И тут я увидел: на подмостки с полуовальной раковиной поднялся военный. С виду пожилой, однако подвижный, бодрый. Узкие серебряные погоны на плечах. Он как-то низко, по-старинному, поклонился оркестру, потом — публике. Что-то сказал, но тут как раз хлынул прибой аплодисментов, и мы ничего не расслышали. Люди, поднимаясь с мест и хлопая в ладоши, чествовали его, как героя. Школьница в белом переднике поднесла цветы, и он поцеловал ее в маковку. Потом, опираясь на палку, на подмостки взошел майор (видимо, из команды выздоравливающих) и по-сыновьи обнял его.

Старик капитан наконец спустился вниз, намереваясь сесть на свое место. Но не тут-то было! Вокруг сомкнулось живое кольцо: люди пожимали ему руки, просто дотрагивались до него, поздравляли. Нам с Игнатом тоже хотелось подойти к прославленному музыканту. Мы уже обдумали, как и что сказать ему от имени выздоровевших. Но пока собирались, толпа подхватила его на руки, понесла опять к подмосткам. И он, приняв палочку, сам стал на место дирижера.


Была уже ночь, когда мы шли по незнакомым пустынным улочкам, боясь опоздать на поезд. Шли, думая каждый о своем, и молчали.

Вальс не выходил у меня из головы. Чудились бои на сопках Маньчжурии. Штыковые, кровавые. Под вой труб и грохот барабанов. Одна солдатская лава накатывалась на другую. Гудела земля, меркло солнце… И мне казалось, будто я слышу скрежет железа, хруст костей, крики и стоны раненых… Картину дополняли казаки. Они выскакивали из-за леска, вскидывали клинки, пускали в ход пики…

Память вдруг переворачивала пластинку, и начиналось совсем иное, свежее, то, что пришлось увидеть и пережить недавно.

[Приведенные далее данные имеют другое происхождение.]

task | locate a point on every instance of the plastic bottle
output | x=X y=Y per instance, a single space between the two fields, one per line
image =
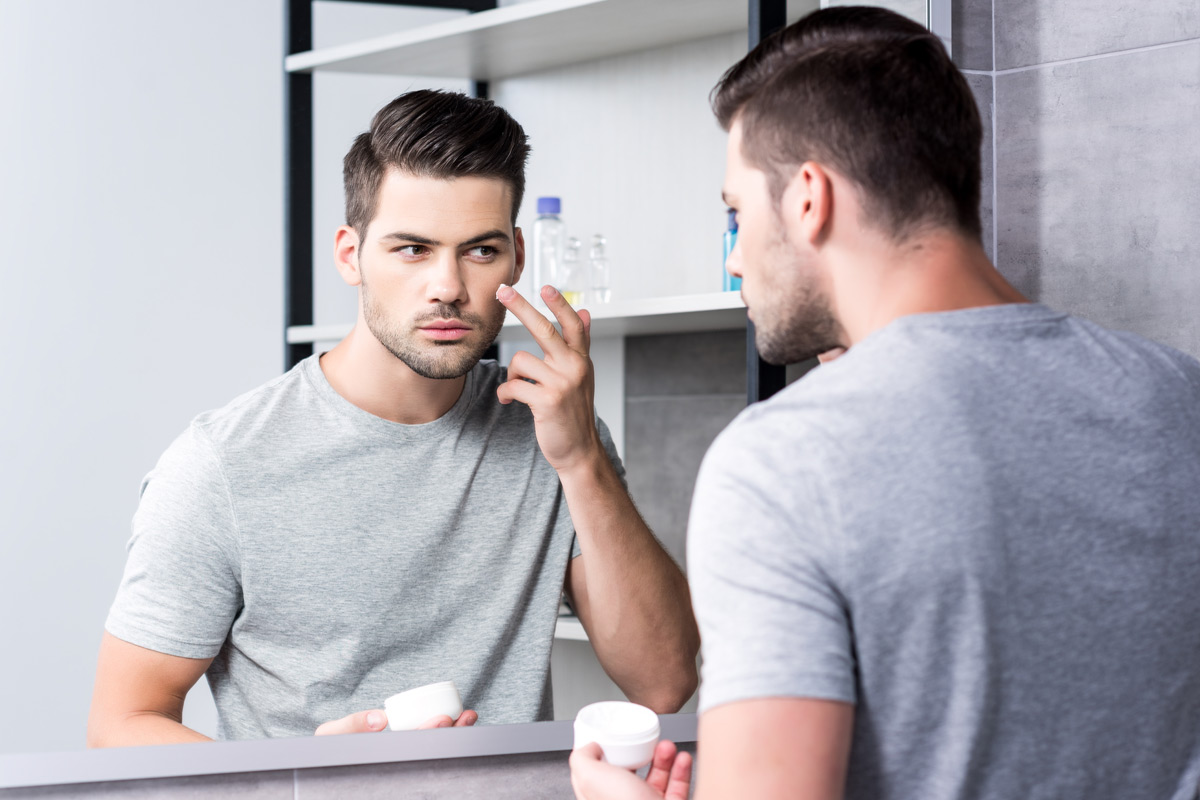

Над горящим Севастополем кружились «хейнкели». Падали и рвались бомбы. Высоко в небе вставали рыжие дымки зениток… Белые волны обрушивались на берег, шипели и разбивались о камни. Потом снова мысли уводили меня в детство, к деду, в те незабываемые дни двадцатых годов, когда впервые узнал, что на свете есть музыка.

Нет, не мог я не думать о Большетроице, о низкой белой мазанке, где остался дед-музыкант, не успевший эвакуироваться. Тот самый дед-скрипач, без которого не обходилась ни одна свадьба в округе. Каждая свадьба начиналась с его игры на скрипке, с вальса «На сопках Маньчжурии»… Жив ли? Как и что там, в селе, где вот уже второй год разбойничают немцы?..

Фамилия у старика была — Цекин, но так его почти никто не называл. Изредка величали Петровичем, а чаще — дедом Алешкой.

В теплые летние вечера, когда с поля доносился аромат хлеба и слышалась перекличка перепелов, люди сходились к дедовой хате, и там подолгу не смолкало веселье. То было в первые годы Советской власти — незабываемые, давние годы! — о радио и кино тогда в Большетроице даже не слышали. Но все знали: здесь живет дед Алешка — музыкант и певец, артист на всю волость.

Мы, мальчишки, туда не ходили: «Рано», — говорили нам матери.

Мы, мальчишки, туда не ходили: «Рано», — говорили нам матери.

Но однажды меня подозвал двоюродный брат Кузьма и сказал:

— Пошли на музыку!

Я замялся, не зная как быть. Мне, конечно, хотелось побывать в том конце улицы, где живет дед, посмотреть, что это там за музыка, но, помня наказ матери далеко не уходить, я замялся, не зная, что сказать.

— Гляди на него, струсил! — скорчил рожу Кузьма.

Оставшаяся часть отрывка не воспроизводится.